Vamos a limpiar ese desastre un poco para que podamos ver más claramente:
Tenga en cuenta que si encuentra este tipo de escenario, generalmente es mucho después de que el juego ha comenzado a ejecutarse, después de que se hayan agregado y eliminado muchos componentes y entidades. En general, cuando comienza el juego, puede agregar todas las entidades y componentes relevantes juntos, en ese momento pueden tener un patrón de acceso secuencial muy ordenado con buena ubicación espacial. Sin embargo, después de muchas extracciones e inserciones, es posible que termines obteniendo algo como el desastre anterior.
Una manera muy fácil de mejorar esa situación es simplemente ordenar por radix sus componentes en función del ID / índice de la entidad que los posee. En ese momento obtienes algo como esto:
Y ese es un patrón de acceso mucho más amigable con la caché. No es perfecto ya que podemos ver que tenemos que omitir algunos componentes de renderizado y movimiento aquí y allá ya que nuestro sistema solo está interesado en entidades que tienen ambos , y algunas entidades solo tienen un componente de movimiento y algunas solo tienen un componente de renderizado. , pero al menos puede procesar algunos componentes contiguos (más en la práctica, por lo general, ya que a menudo adjuntará componentes relevantes de interés, como quizás más entidades en su sistema que tienen un componente de movimiento tendrán un componente de representación que no).
Lo más importante, una vez que los haya ordenado, no cargará datos en una región de memoria en una línea de caché solo para luego volver a cargarlos en un solo bucle.
Y esto no requiere un diseño extremadamente complejo, solo un pase de clasificación de radix de tiempo lineal de vez en cuando, tal vez después de que haya insertado y eliminado un grupo de componentes para un tipo de componente en particular, en ese momento puede marcarlo como necesita ser ordenado Una clasificación de radix implementada razonablemente (incluso puede paralelizarla, lo que hago) puede ordenar un millón de elementos en aproximadamente 6 ms en mi i7 quad-core, como se ejemplifica aquí:
Sorting 1000000 elements 32 times...
mt_sort_int: {0.203000 secs}
-- small result: [ 22 48 59 77 79 80 84 84 93 98 ]
mt_sort: {1.248000 secs}
-- small result: [ 22 48 59 77 79 80 84 84 93 98 ]

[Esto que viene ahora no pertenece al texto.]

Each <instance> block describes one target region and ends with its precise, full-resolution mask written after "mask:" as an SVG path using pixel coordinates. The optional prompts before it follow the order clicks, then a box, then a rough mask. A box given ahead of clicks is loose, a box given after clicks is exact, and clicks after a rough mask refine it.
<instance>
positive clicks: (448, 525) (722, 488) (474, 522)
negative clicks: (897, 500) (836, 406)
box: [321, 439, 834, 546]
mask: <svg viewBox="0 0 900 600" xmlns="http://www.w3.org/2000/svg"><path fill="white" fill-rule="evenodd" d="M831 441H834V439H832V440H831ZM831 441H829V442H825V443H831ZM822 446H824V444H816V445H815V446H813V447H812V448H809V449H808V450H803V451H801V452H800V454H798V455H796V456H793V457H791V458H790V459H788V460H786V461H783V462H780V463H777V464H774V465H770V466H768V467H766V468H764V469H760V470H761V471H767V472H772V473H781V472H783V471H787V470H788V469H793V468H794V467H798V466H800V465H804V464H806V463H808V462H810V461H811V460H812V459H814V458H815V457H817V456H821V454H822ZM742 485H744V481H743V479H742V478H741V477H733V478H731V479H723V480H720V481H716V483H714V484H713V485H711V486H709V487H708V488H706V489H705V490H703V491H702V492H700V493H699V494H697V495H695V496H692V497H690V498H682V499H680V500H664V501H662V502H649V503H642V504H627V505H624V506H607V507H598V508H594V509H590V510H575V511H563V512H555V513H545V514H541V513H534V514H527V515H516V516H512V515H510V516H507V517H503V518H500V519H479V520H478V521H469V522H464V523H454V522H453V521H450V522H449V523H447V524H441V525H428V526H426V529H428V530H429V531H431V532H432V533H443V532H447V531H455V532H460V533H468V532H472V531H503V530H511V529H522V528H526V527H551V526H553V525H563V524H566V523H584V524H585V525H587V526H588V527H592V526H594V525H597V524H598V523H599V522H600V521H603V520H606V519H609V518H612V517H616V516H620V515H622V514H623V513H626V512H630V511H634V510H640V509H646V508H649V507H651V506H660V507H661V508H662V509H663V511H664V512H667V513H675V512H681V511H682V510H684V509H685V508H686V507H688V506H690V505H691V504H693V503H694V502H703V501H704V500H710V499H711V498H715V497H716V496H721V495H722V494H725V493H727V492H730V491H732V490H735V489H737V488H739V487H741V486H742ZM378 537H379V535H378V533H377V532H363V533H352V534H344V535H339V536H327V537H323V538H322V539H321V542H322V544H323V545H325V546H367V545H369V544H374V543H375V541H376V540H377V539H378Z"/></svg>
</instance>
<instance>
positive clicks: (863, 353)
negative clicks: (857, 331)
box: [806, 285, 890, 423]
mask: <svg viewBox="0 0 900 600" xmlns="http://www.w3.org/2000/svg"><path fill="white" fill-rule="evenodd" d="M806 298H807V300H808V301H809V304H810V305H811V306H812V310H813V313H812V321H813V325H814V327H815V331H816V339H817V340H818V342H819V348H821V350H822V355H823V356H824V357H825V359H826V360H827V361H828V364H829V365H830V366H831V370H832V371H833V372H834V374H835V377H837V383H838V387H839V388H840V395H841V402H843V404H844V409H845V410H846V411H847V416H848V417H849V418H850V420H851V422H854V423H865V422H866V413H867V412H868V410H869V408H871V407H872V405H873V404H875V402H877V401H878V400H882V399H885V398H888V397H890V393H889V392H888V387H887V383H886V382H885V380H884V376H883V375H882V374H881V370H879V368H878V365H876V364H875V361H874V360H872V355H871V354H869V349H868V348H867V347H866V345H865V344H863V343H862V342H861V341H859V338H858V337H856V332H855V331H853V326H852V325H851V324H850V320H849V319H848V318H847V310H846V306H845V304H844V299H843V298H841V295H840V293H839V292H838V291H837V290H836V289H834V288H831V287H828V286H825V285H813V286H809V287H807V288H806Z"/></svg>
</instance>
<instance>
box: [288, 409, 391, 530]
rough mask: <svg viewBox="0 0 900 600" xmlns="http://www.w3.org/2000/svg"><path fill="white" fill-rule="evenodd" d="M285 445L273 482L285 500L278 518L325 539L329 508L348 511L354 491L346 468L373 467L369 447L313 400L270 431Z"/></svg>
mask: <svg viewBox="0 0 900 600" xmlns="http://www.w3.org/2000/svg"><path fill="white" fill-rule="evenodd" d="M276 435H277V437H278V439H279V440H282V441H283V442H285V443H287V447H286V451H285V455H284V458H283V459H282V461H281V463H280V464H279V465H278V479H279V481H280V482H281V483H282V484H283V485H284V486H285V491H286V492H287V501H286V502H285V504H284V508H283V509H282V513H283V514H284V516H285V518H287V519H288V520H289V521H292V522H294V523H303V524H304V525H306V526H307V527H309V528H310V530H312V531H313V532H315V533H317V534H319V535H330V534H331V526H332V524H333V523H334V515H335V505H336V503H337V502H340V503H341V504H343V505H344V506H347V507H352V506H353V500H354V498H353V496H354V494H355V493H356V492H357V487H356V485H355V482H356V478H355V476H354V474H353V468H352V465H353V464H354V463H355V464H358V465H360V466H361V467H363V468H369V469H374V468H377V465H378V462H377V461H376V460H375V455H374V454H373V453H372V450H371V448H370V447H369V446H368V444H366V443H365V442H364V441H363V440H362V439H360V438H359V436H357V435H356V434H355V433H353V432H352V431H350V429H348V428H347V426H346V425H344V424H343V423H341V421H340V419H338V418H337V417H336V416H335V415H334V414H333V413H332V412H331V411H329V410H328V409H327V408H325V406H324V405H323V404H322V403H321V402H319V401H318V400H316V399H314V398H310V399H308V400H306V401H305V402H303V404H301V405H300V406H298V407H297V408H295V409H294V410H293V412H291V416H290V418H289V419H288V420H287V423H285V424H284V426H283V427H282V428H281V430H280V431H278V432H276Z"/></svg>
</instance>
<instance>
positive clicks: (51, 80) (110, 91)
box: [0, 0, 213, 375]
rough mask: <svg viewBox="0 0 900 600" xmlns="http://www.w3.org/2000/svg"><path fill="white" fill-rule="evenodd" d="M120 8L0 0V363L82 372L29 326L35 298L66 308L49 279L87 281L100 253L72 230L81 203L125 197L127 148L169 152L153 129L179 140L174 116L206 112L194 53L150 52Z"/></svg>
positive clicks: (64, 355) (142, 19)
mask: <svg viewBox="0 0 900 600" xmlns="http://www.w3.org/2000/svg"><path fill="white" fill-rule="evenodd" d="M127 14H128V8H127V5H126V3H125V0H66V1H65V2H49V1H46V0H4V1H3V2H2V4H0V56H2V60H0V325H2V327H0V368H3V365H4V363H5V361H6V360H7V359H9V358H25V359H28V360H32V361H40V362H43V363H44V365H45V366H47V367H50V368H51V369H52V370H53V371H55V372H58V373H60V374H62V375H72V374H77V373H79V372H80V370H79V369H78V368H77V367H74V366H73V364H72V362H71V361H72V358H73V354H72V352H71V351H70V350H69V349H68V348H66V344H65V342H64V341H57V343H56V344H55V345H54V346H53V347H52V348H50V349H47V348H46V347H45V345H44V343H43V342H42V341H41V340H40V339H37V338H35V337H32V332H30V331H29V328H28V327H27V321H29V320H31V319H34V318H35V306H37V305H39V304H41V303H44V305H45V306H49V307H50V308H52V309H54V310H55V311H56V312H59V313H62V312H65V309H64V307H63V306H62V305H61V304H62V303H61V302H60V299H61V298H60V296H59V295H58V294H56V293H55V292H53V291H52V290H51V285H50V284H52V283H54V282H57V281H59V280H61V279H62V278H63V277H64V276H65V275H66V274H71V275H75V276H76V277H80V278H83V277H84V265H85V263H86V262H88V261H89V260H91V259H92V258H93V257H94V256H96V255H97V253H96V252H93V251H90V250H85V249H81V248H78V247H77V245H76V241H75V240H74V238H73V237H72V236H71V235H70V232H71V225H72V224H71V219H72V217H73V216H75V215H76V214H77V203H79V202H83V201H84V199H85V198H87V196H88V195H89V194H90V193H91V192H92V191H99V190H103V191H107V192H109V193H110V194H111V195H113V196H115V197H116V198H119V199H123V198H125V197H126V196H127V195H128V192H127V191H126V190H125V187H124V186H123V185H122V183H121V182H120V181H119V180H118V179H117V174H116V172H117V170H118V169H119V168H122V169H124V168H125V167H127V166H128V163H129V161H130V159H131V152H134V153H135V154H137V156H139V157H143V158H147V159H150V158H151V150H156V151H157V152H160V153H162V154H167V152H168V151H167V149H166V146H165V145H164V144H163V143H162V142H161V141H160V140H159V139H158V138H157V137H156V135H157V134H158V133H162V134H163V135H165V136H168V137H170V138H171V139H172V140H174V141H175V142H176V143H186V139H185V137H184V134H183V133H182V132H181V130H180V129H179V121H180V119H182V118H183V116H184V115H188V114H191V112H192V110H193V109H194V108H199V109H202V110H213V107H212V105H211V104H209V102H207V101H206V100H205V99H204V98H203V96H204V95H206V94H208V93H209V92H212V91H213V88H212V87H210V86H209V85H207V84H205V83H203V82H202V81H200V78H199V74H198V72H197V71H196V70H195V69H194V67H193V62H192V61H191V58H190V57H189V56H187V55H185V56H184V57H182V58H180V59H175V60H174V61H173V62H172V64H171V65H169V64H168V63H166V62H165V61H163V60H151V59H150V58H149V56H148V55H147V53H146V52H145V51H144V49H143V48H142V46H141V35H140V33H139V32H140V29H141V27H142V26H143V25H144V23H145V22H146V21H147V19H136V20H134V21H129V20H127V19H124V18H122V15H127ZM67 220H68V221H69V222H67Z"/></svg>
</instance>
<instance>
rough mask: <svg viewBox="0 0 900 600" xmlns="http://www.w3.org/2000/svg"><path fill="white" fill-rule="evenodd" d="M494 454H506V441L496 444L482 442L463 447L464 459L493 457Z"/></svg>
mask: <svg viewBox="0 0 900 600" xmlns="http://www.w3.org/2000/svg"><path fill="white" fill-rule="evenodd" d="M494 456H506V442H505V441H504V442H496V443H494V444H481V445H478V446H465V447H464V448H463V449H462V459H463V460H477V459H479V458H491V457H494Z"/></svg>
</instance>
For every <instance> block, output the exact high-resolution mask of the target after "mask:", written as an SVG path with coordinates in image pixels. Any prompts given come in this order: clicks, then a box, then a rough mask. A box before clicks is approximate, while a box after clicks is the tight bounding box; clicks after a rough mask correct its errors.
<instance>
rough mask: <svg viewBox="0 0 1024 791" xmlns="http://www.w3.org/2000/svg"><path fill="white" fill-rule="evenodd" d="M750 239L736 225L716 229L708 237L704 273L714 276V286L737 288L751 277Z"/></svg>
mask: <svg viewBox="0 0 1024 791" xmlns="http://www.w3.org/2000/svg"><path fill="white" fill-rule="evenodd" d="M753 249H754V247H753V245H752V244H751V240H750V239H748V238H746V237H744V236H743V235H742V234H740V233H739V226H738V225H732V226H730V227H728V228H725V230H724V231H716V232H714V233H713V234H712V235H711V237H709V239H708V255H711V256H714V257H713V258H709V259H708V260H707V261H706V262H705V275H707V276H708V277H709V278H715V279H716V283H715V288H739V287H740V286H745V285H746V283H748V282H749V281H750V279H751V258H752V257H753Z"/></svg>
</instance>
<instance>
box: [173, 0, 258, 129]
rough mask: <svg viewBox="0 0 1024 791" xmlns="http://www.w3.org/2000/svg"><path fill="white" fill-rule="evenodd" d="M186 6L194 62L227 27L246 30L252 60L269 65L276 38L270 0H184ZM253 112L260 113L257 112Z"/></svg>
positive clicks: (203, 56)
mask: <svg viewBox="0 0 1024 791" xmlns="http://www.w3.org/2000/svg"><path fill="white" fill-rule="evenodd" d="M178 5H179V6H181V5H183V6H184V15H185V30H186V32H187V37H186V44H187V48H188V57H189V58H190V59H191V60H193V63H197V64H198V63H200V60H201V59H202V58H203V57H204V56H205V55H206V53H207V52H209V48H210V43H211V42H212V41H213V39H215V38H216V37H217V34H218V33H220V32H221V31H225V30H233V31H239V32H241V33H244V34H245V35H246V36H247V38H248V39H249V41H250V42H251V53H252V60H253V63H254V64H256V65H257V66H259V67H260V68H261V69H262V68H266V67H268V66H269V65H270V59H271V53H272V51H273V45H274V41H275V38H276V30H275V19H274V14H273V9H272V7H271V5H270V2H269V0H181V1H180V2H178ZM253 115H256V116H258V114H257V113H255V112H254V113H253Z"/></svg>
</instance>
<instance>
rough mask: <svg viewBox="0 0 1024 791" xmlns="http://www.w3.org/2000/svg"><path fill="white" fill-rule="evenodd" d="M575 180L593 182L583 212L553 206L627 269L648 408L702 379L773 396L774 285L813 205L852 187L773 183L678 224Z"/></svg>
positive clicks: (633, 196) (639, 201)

mt_radix_sort: {0.202000 secs}
-- small result: [ 22 48 59 77 79 80 84 84 93 98 ]
std::sort: {1.810000 secs}
-- small result: [ 22 48 59 77 79 80 84 84 93 98 ]
qsort: {2.777000 secs}
-- small result: [ 22 48 59 77 79 80 84 84 93 98 ]
Lo anterior es ordenar un millón de elementos 32 veces (incluido el tiempo de memcpy
resultados antes y después de la clasificación). Y supongo que la mayoría de las veces en realidad no tendrá más de un millón de componentes para clasificar, por lo que debería poder colarse fácilmente aquí y allá sin causar ningún tartamudeo notable de la velocidad de fotogramas.